Set in 1952 Arkansas, ”House” is narrated by 7 year old Luke Chandler, the only child in a family of cotton farmers. Faced with a labor shortage at harvest time, Luke’s father and grandfather must hire a hillbilly clan, the Spruills, as well as 10 Mexican migrant workers to help pick the crop. The de facto caste system that exists within this lowest stratum of society is memorably rendered, as is the crushing difficulty of the labor and constant worry over the weather (”We would pray for weeks for a good rain… and as soon as the ground was soaked, Pappy and my father would start watching the clouds and telling flood stories”).

Lest this sound too sleepy, like some fictionalized version of ”The Farmer’s Almanac, ” fear not: In addition to floods and tornadoes, the plot packs in an illegitimate birth, an interracial affair, and a couple of gory killings. Never let it be said this man doesn’t know how to spin a good yarn.

What’s remarkable about ”House” is the striking simplicity of Grisham’s language. Using a 7 year old’s sparse vocabulary, he creates sparklingly poetic sentences: ”For the next month I would go to the fields at sunrise, drape a nine foot cotton sack over my shoulder, and stare for a moment at the endless row of cotton, the stalks as tall as me, then plunge into them, lost as far as anyone could tell.”

”House”’s endearing cast of Southern eccentrics includes Luke’s grandfather, Pappy, who insists on driving his 1939 Ford truck at precisely 37 miles an hour; his grandmother, whose vile home remedies once put her previously constipated husband in the outhouse for two solid days; Otis, a one eyed World War I vet who lays gravel with the assistance of his pet monkeys; and 12 year old Trot Spruill, who uses his withered left arm as an excuse to avoid helping his relatives toil in the Chandlers’ cotton fields. The novel’s heavies — Trot’s dumb brute older brother, Hank, and Cowboy, a switchblade sporting Mexican — are almost as scary as ”Mockingbird”’s Boo Radley.

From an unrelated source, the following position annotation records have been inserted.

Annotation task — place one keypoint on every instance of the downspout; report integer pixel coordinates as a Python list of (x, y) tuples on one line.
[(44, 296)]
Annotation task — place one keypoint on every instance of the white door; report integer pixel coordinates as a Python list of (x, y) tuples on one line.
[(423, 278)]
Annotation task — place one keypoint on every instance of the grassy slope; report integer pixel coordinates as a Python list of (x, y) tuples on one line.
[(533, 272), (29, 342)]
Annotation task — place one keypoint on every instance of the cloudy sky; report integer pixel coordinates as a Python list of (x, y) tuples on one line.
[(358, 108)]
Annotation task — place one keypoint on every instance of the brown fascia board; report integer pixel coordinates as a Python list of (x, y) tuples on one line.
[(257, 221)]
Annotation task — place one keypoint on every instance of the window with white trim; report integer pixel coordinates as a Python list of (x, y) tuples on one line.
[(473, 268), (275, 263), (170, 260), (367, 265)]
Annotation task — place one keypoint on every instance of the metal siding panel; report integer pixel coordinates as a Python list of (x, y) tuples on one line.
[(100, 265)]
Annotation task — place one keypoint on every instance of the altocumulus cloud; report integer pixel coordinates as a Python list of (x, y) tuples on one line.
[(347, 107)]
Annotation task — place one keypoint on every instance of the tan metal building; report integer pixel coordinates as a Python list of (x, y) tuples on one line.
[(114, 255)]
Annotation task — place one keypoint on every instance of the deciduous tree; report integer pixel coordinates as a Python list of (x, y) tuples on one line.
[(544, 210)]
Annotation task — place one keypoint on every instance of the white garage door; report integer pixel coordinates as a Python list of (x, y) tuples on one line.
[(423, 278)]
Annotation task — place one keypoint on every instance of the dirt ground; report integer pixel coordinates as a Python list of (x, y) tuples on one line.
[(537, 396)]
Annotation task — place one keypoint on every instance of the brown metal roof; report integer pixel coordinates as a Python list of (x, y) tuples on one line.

More alluring is Tally, Trot and Hank’s 17 year old sister, who allows Luke to watch her bathe in a local creek. Her flashes of flirtation stir prematurely complicated feelings in the boy: ”Tally at times was distant and aloof, always mysterious, always moody, and I adored her completely. Walking with her… made me feel twenty years old.”

This is the kind of book you read slowly because you don’t want it to end. Maybe it hasn’t. On the 387th and penultimate page, as the Chandlers start a new chapter in their lives, Luke declares, ”Our adventure was now beginning.” And even as Grisham takes a break from his hugely profitable thrillers to try a more personal brand of writing, you find yourself hoping he’ll proceed on to that most crassly commercial of literary genres: the sequel.